Even before Spínola was granted asylum, the Brazilian military dictatorship was already hosting two prominent exiles from the overthrown Portuguese dictatorship – the former prime minister, Marcello Caetano, and the former president, Américo Tomás. Caetano, in particular, quickly gained a foothold in Brazil. On 1st June 1974, he was appointed Professor of Comparative Law in Rio de Janeiro at the Gama de Filho University. In addition to his active professional life in exile, Caetano was keen to leave his mark on the memory of himself, Salazar and the Estado Novo. Most notably, his “Statement” (Depoimento) on the Carnation Revolution caused considerable tension in Luso-Brazilian relations in 1974, as Brasília did not comply with Portuguese demands to inhibit the publication of the book. The impact of other revisionist works by Caetano – A Verdade Sobre 25 de Abril (1976), Minhas Memórias de Salazar (1977) – as well as Thomáz’ Últimas Decadas de Portugal (1980) – on Portuguese memory culture also deserves scholarly attention.

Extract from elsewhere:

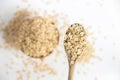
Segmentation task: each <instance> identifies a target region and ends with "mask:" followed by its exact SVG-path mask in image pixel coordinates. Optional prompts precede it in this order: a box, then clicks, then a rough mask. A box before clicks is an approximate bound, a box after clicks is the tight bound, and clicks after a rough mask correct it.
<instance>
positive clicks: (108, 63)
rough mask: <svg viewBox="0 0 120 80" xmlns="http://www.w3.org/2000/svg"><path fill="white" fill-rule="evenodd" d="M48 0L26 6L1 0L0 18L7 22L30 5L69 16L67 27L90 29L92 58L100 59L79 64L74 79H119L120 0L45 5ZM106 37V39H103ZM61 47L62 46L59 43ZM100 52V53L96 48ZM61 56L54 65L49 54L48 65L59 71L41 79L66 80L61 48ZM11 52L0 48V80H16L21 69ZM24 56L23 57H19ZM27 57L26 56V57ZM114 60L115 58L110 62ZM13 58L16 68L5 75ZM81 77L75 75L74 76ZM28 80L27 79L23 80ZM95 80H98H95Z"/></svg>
mask: <svg viewBox="0 0 120 80" xmlns="http://www.w3.org/2000/svg"><path fill="white" fill-rule="evenodd" d="M46 1H47V0H29V2H28V3H25V2H22V1H21V0H1V1H0V16H1V17H0V18H1V19H2V20H3V21H8V20H9V19H10V18H11V17H12V15H13V13H14V12H15V11H16V10H17V8H16V6H17V5H19V6H20V8H26V7H27V6H28V5H29V4H31V7H29V9H39V8H41V10H46V11H48V12H49V13H52V11H53V10H55V11H56V12H58V13H63V14H65V15H67V16H68V19H69V21H70V22H69V24H72V23H76V22H78V23H81V24H83V25H84V26H85V27H87V26H92V28H91V29H90V32H93V33H94V36H95V37H96V44H95V46H94V47H95V53H94V54H95V55H96V56H99V57H101V58H102V61H101V60H98V59H95V58H93V59H91V61H90V63H89V64H84V66H83V65H82V63H79V64H77V65H76V71H75V77H74V80H95V78H96V77H97V78H98V80H120V51H119V50H120V36H119V34H120V30H119V29H120V15H119V14H120V6H119V4H120V1H119V0H59V3H58V2H57V1H56V0H54V1H52V2H51V3H50V4H48V5H46V3H45V2H46ZM105 37H106V39H104V38H105ZM0 40H1V43H2V38H0ZM61 44H62V43H61ZM100 48H102V49H103V50H102V51H100V50H99V49H100ZM61 51H62V52H63V53H61V54H60V56H59V57H58V59H57V61H58V62H57V63H54V62H53V61H54V59H55V54H52V55H50V56H49V57H48V59H46V63H48V64H50V65H51V66H52V67H53V68H55V70H57V71H58V74H57V75H56V76H51V75H47V74H46V75H47V76H46V77H45V78H41V80H67V72H68V65H63V64H62V63H63V62H67V59H66V58H65V57H64V56H65V53H64V48H61ZM13 53H14V50H5V49H0V80H16V75H17V74H16V73H15V70H17V69H21V68H22V66H23V65H22V63H21V62H22V61H21V60H20V59H18V58H15V57H14V56H13ZM21 55H23V56H25V55H24V54H21ZM26 57H27V56H25V58H26ZM114 57H115V59H113V58H114ZM11 58H13V59H14V61H16V63H17V65H18V66H15V65H10V66H12V67H13V68H12V69H11V70H10V71H9V75H6V71H7V68H6V67H5V64H10V59H11ZM78 72H79V73H80V74H77V73H78ZM41 74H44V73H40V74H37V75H36V74H32V75H31V76H32V77H31V78H30V80H37V79H36V78H37V76H39V75H41ZM23 80H27V79H23ZM96 80H97V79H96Z"/></svg>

That the 25th April is a widespread phenomenon in Portugal has already been discussed elsewhere. In fact, the celebrations transcend the national borders of Portugal and are also celebrated on a smaller scale in other European countries and especially in Brazil. The transnationalisation of this Portuguese commemorative practice can be demonstrated by the “Cultural Centre 25 April” in São Paulo. It was founded in 1982 by the Portuguese-born Ildefenso Octávio Severino Garcia, who emigrated to Brazil at the age of eighteen. In parallel with the celebrations in Portugal, the cultural centre holds meetings on 25th April to commemorate the Carnation Revolution in Portugal. Furthermore, the monument “The Gate of April” – an homage to 25th April – can be visited in São Paulo. It was created in 2001 by the Portuguese sculptor José Manuel Aurélio and donated to the Brazilian city.